It’s tempting to predict runaway 1970s inflation as an April Fools’ Day joke. But at the risk of upsetting our friends in the compliance department, we’ll shoot straight here. With that important disclaimer out of the way, here we provide 10 reasons why we aren’t worried about inflation long term:
- Technological development. As we learned in our economics 101 textbooks, prices for goods and services tend to be tied to their marginal costs. As technological development continues at a rapid pace, costs to produce and distribute goods and services should continue to fall, putting downward pressure on prices.
- Globalization. One of the reasons inflation has been well contained in recent decades is access to cheaper labor and manufacturing capacity in developing nations. Although political pressure to diversify away from China is intensifying, plenty of alternatives still exist—Vietnam, India, and Mexico, just to name a few.
- Price transparency. Sometimes called the “Amazon effect,” consumers and businesses have never had an easier time comparison-shopping. The price transparency e-commerce provides has made it much more difficult for price increases to stick.
- Labor substitution. Labor is the biggest piece of the inflation puzzle because it is such a large part of companies’ costs. As a result, when companies have the ability to replace labor with cheaper machines, employees have less leverage for more pay. Labor unions also wield less power today than they did decades ago, which hurts collective bargaining power.
- Anchored inflation expectations. The trend is your friend as they say. Because prices have risen at such a modest pace over the past two decades, people have come to expect modest price increases and pushed back against anything more. Call it a self-fulfilling prophecy.
- Fed credibility. Federal Reserve (Fed) Chair Paul Volcker famously broke the back of inflation in the early 1980s. Since then, the Fed has effectively won this battle—even if they lost some credibility by overshooting with their inflation forecasts during the last cycle. There are doubters, but we believe the Fed will be to able keep inflation under control.

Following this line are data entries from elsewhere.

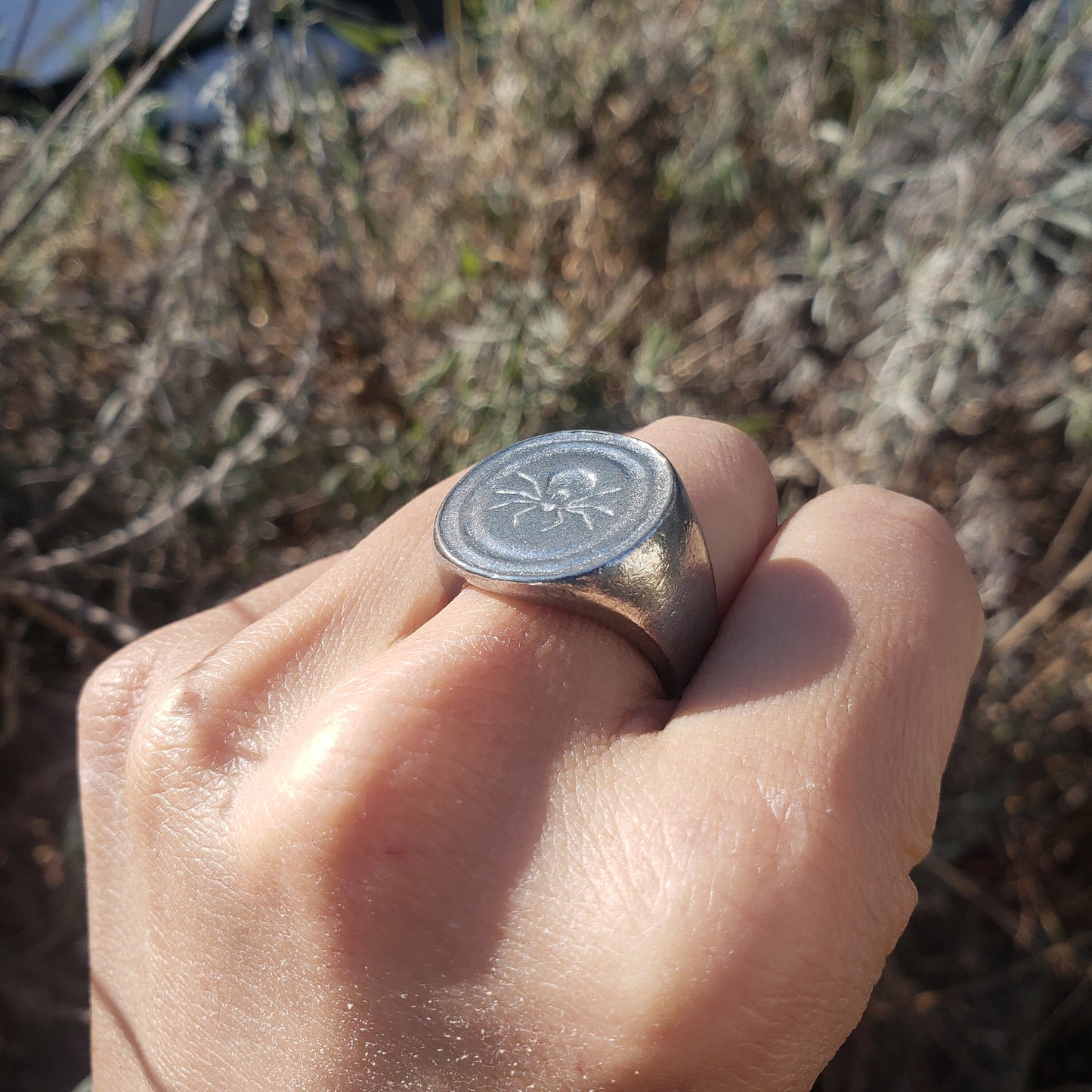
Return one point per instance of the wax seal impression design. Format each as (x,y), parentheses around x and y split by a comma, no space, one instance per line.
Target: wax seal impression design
(556,506)
(591,522)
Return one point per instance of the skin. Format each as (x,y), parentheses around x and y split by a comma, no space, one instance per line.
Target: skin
(345,836)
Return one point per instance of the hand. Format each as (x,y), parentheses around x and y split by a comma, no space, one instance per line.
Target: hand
(342,836)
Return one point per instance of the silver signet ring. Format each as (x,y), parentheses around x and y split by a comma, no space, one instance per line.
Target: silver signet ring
(594,522)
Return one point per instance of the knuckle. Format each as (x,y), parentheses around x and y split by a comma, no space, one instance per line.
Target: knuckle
(113,694)
(162,763)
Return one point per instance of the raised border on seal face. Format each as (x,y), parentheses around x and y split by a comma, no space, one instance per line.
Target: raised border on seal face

- It’s a show me story. Even the Fed was surprised at how little inflation the US economy generated during the last economic expansion (2009-2020). The Fed’s preferred inflation measure—the core personal consumption expenditures (PCE) index, excluding food and energy—rose at an average pace of just 1.6% during the last expansion (2009-2020) and 1.8% during the 2000s. Japan’s central bank has been trying to create inflation for several decades and failed. We’ll believe it when we see it.
- Low interest rates. It’s tough for equity investors to admit this, but the bond market has historically been a pretty good predictor of long-term economic trends. Historically, until the last decade or so, economic growth plus inflation had followed a similar path as long-term interest rates. We believe still-low long-term interest rates reflect the market’s expectation that inflation will remain contained over the long term.
- Demographics. The aging of the baby boomers has put downward pressure on economic growth and inflation. The rise of the millennials may begin to reverse that trend in coming years but that is still a long ways off in our view. High debt levels may crowd out demand and investment, reducing inflationary pressures.
- Link between money supply growth and inflation appears to be broken. Money supply, as measured by M2, has surged by an unprecedented 25% during the pandemic, leaving many to wonder why that extra money sloshing around from the Fed’s “money printing” hasn’t shown up in the inflation data. If that cash sits in consumer and business bank accounts, it doesn’t do much for growth or inflation. Until the funds are put to work and increase the velocity of money (a measure of the rate at which money is exchanged in the economy), inflation will remain subdued. We’ll call this another show me story.